Niemand kann die Beziehung jener Frau, die ich bin, zu ihm, der Selbstmord beging, als ich sieben Jahre alt war, verstehen. Niemand kann verstehen, warum ich in Turin bin. Niemand kann ahnen, dass ich in seinem gelungenen Selbstmord meinen nicht gelungenen erkenne. Dass ich ihn suche, um bei ihm zu bleiben.

Grenzen überwinden, ersehnt sich diese manische Schriftstellerin, zu den Toten gelangen, im Wort das Leben ergründen. „Schmerz ist endloser als Liebe“, schreibt sie: „Liebe ist endlos wie der Schmerz“. Seit dem Militärputsch von 1980 ist Tezer Özlü verfolgt, sie lebt im Exil und sucht nach dem Sinn in diesem Leben. Förmlich besessen ist sie von jenem todessehnsüchtigen italienischen Schriftsteller, Cesare Pavese.

Jetzt bin ich hier. Er ist in der Welt der Toten. Und ich bin in der lebendigen Welt, die aus Liebe zu den Toten besteht. Die Kluft zwischen den Toten und uns Lebendigen ist eine der größten Tragödien, die man fast nicht überwinden kann. Und dies bedrückt. Und dies bedrückt den Tag. Die Nacht. Den Schlaf. Die Sehnsucht.

Immer wieder fügt Tezer Özlü Zitate von Cesare Pavese ein. Sie hatte ihn ins Türkische übersetzt, er war für sie so etwas wie ein Wegweiser, Pavese, der mit dem Blick zum Tod lebte.
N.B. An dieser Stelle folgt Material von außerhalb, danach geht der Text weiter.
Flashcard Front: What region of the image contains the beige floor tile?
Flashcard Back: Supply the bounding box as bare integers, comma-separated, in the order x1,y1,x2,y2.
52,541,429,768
Jemand zu sein, das ist etwas anderes. Es braucht Glück, Mut, Willen. Vor allem den Mut, allein zu sein, als wären die anderen nicht vorhanden, und nur an die Sache zu denken, die du vorhast. Nicht zu erschrecken, wenn die Menschen darauf pfeifen. Man muss Jahre warten, muss sterben. Dann, nachdem du tot bist, wirst du jemand – wenn du Glück hast. Cesare Pavese.

In Westberlin war Tezer Özlü aufgebrochen. Atemlos folgen wir ihren Gedanken und Männerliebschaften, registrieren ihre Anmerkungen zur Absurdität des Daseins und dem Überfluss in den Geschäften, lesen von ihren Ängsten über die Gleichgültigkeit und Gefühllosigkeit im kalten Land der Täter, nehmen auf ihrer Fahrt teil am Elend von „Emigranten aus wirtschaftlichen Gründen“, wie sie schreibt. Tief Luft holt sie in Prag, wo die Menschen nicht verwöhnt wirken und belehrend, und lebt auf im Land der Sonne, Italien. Sehnsuchtsort Turin.

Manche Menschen sind von Geduld, manche von Ungeduld besessen. Ich gehöre zu den letzteren. (…) Warum Geduld haben mit diesem Lebensschmerz. (…) Warum Geduld haben mit diesem grellen, zeitlosen Sommerlicht. Warum noch weiter Geduld haben mit dem Selbstmordtrieb, der angeboren ist.

Im Februar 1986 stirbt Tezer Özlü, die heimatlos Suchende, in Zürich, sie wird 42 Jahre alt. Mit 42 Jahren hatte sich Cesare Pavese das Leben genommen, im August 1950. Tezer Özlü hat poetische, flirrende, fragende, wütende Sätze hinterlassen aus einer Welt, in der sie die Fremde blieb. Eine Prosa voller Leiden.